A Constituição declara que o transporte é um direito social dos cidadãos. Ao longo dos últimos 30 anos, a inscrição vem servindo de campo fértil para a demagogia prosperar. “Generosos” com o dinheiro alheio, políticos e governantes aprovaram um amontoado de gratuidades que hoje ajuda a levar à falência o sistema arduamente construído por décadas.
O sinal de alerta veio de Salvador. No jornal A Tarde de quinta-feira: “Concessionárias de ônibus pedem extinção do contrato com a Prefeitura”. Sim, é isso mesmo. Tomando prejuízos e endividadas, as empresas querem devolver o serviço ao dono das linhas. No caso, o município.

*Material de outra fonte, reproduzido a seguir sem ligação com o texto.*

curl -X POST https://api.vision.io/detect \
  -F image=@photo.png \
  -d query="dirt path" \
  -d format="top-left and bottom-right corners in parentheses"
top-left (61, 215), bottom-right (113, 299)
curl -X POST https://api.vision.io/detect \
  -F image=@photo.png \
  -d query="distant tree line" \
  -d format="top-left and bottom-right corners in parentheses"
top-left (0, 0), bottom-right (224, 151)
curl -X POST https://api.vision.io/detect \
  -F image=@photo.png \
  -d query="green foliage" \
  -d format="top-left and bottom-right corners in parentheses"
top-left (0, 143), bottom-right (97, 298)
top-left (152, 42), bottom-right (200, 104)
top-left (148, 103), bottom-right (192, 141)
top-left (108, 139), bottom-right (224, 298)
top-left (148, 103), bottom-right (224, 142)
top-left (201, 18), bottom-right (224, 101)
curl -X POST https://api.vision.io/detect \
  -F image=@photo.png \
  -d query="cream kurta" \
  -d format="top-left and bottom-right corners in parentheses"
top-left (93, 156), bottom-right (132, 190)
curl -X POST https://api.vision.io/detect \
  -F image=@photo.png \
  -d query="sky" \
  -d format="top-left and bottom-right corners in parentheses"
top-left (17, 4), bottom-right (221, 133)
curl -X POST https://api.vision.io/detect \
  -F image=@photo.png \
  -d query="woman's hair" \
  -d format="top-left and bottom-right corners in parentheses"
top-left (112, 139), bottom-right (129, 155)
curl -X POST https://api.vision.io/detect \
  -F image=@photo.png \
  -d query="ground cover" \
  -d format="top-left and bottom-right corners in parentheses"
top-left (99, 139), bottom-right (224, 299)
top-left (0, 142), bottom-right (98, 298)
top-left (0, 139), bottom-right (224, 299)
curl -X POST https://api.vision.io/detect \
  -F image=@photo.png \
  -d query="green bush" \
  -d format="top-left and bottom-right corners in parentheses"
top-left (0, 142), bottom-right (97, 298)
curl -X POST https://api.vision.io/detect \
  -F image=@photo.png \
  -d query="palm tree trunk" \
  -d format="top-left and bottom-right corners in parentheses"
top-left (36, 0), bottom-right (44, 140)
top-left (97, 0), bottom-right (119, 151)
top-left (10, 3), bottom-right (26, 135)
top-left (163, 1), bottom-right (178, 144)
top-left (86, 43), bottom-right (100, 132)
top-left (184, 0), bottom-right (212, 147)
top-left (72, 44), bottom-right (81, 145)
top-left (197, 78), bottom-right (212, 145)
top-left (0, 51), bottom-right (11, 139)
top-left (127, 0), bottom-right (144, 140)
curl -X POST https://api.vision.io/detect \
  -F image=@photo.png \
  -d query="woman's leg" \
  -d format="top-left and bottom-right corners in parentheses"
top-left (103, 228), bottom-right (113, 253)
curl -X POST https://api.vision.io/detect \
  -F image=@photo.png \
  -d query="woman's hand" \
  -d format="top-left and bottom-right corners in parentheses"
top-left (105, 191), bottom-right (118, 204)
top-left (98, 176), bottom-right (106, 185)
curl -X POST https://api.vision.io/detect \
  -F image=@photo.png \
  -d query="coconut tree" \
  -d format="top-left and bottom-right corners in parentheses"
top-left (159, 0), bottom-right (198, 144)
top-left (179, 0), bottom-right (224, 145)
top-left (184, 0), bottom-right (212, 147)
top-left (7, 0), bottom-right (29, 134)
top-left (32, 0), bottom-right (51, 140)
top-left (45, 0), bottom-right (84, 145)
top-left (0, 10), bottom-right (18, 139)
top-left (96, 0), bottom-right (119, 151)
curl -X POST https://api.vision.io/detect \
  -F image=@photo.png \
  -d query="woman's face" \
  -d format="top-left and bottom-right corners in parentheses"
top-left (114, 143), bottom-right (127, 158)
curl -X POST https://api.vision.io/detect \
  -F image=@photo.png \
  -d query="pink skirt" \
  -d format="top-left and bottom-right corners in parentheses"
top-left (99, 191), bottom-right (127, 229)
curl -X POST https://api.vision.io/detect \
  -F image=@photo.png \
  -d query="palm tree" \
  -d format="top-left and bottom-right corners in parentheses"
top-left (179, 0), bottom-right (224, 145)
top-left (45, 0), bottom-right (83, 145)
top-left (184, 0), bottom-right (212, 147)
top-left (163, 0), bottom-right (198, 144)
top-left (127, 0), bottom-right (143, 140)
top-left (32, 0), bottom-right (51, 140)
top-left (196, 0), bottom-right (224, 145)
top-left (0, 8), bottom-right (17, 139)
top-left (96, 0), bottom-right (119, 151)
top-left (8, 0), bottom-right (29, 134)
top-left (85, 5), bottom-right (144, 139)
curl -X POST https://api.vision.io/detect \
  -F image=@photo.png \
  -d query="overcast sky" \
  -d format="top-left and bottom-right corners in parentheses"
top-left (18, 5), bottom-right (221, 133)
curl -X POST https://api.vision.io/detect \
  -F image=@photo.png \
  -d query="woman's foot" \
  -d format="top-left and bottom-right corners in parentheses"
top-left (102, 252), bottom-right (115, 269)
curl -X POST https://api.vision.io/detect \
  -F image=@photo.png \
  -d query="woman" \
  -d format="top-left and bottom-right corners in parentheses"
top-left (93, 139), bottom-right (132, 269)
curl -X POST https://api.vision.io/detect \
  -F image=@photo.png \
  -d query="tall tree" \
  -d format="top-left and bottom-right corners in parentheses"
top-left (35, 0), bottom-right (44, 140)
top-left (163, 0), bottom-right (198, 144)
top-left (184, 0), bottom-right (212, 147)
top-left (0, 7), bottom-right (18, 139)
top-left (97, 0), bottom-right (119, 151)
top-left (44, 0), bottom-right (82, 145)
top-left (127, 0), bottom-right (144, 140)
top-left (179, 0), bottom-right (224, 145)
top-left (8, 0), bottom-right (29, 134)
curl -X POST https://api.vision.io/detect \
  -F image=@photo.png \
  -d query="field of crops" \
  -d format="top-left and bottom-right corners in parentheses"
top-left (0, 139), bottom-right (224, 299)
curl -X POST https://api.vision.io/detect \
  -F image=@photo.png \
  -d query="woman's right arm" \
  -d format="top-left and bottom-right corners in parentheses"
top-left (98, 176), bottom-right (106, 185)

Pois é. Em dezenas de artigos publicados no O POVO ao longo de anos, venho avisando que esse cenário estava se construindo diante da omissão e negligência. Há sinais claros de que a falência do sistema se evidencia em rápida velocidade.
Em algumas linhas, as gratuidades ultrapassam 20% da quantidade de passageiros. Isso, sem contar a ilusão da meia, que custa 44% do valor da inteira mesmo que o estudante esteja indo ao shopping. Alguém paga pela farra. E quem paga não é esse ser etéreo chamado “cofre público”.
As gratuidades e as “meias” entram na cesta para compor o preço da passagem. Ou seja, a passagem grátis e o subsídio da meia são pagos pelo trabalhador que compra a inteira. Simples assim.
Outros fatores se unem à demagogia da generosidade com chapéu alheio para acelerar a deterioração do sistema. A recessão elevou o desemprego à índices estratosféricos e diminuiu a quantidade de “clientes” dentro dos ônibus. Quanto a isso, resta esperar que o país ingresse na fase de crescimento.
O terceiro fator surgiu em consequência das novas tecnologias: os aplicativos de transportes. Sim, as virtudes dos aplicativos têm implicações que merecem ser vistas com a devida atenção. Por oferecer transporte barato e eficiente (vizinhos vão juntos de Uber ao trabalho ou aos estudos, por exemplo), os aplicativos tiraram milhares de usuários dos coletivos.
Lembrem-se: o transporte por aplicativo utiliza a via pública, executa um serviço público de caráter essencial (assim classifica a Constituição), concorre com o ônibus (que a Prefeitura é obrigada a disponibilizar para toda a população), não transporta gratuidades e não paga nenhum imposto ou taxa ao município.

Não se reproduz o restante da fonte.